Monday, 9 April 2007

The Marching Song of the Covert Battalions

"Within minutes flames leapt into the sky along the banks of the Thames from burning warehouses and factories... Acrid black smoke from the bombed warehouse of the Silvertown rubber factory flowed across the North Woolwich Road, bogging down fire engines, ambulances and Civil Defence vehicles. The ghastly fumes of rubber, tar and paint mixed with a sweet odour of caramel as Tate & Lyle's sugar barges blazed."

North Woolwich, April 6th 2007 Photograph "borrowed" from (
There is, of course nearly sixty seven years between the report and the picture. The report is taken from Juliet Gardiner's Wartime: Britain at War 1939-1945, a period of history, an element of the war that seems to be neglected, much like the area round here which took a fearful pounding. But much like the area today it scarcely warrants much of a mention. It's not a pretty area and although the north bank of the river may well get the boost of the 2012 knock on effect, it's still an area in need of regeneration. Of course, regeneration only works if it also regenerates the community currently living there, giving them a greater reason to participate and integrate. It's amazing how often solving the poverty gap reduces the social gap.
The fire last week was reported. It made the news! Well, the local news but considering the local news has a reach of around 8-10 million people (although an actual audience of three bored children waiting for their tea and a stoned hamster).
It's a shame no one made the link back to September 7th, 1940.
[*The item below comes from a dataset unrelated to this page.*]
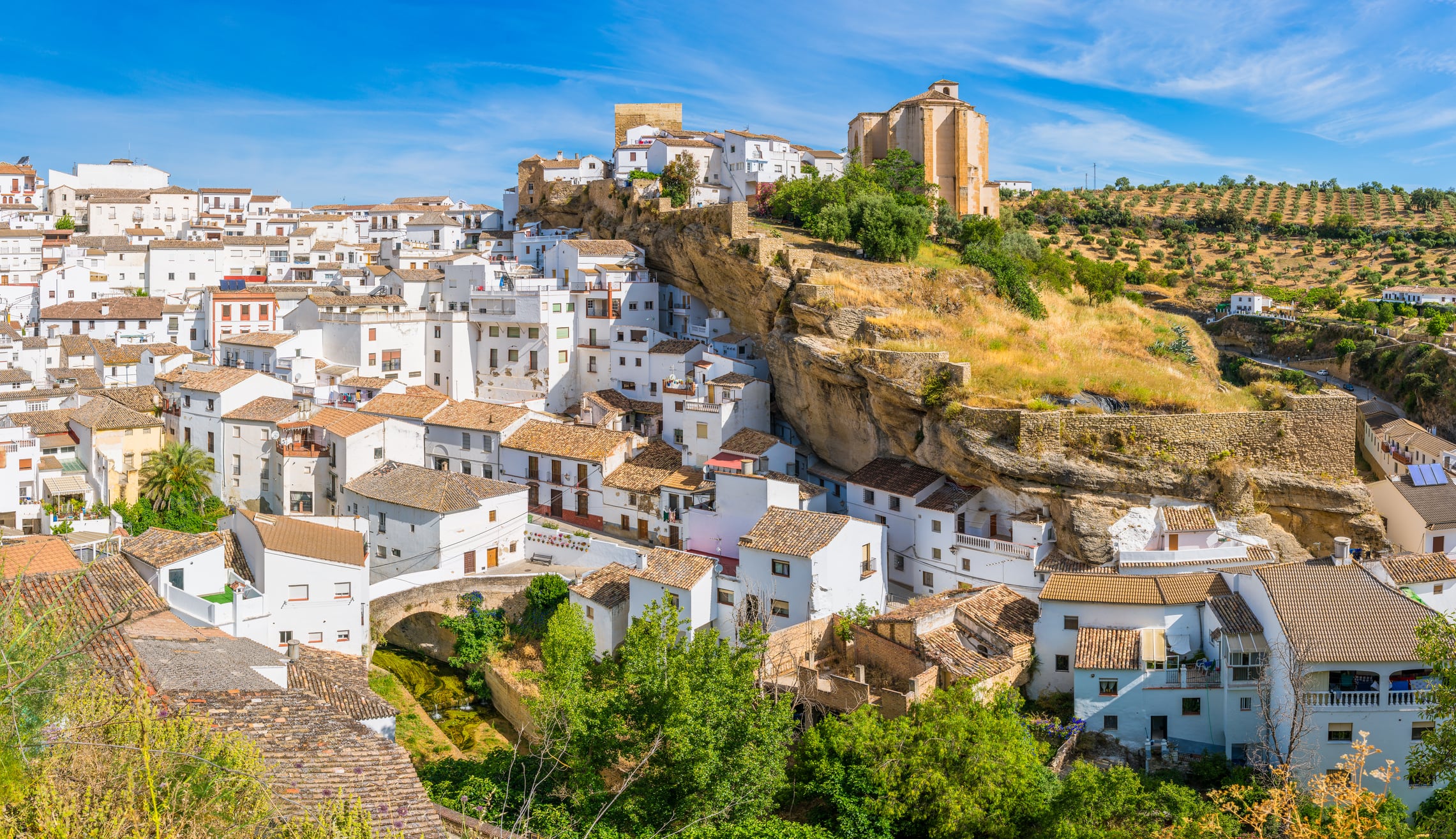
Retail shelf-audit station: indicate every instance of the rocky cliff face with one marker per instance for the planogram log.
(852, 409)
I've been reading about wartime Britain to aid some research I'm undertaking. It's a confusing period but a fascinating one. Descriptions of the Blitz leave me shuddering but wondering whether or not we bother to appreciate the bombing we conducted. We all know what images the word Dresden brings to mind but there's still a feeling, albeit relatively unspoken these days, that they had it coming. But us noble Brits, well, we really suffered.
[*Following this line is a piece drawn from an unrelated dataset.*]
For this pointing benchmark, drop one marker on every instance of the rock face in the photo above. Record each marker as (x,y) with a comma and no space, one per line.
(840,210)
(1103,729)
We still haven't really come to terms with the idea that wars are brought about by a few people and conducted by the masses. Dying on someone else's behalf if not my idea of fun. Being the victim of bombing as a non-combatant (as I believe the terminology makes us) is even more pointless whether you are German, Japanese, British in World War Two or Iraqi, Iranian, British of Brazilian in the War on Terror (sic). But as Juliet Gardiner's book makes clear, there were many people who profited from the wartime economy, legally or otherwise. Although the Sun and ITV are £100,000 poorer and an individual member of the armed forces £100,000 richer, this is not a cause for celebration of redistribution of wealth. As a national it leaves us morally bankrupt.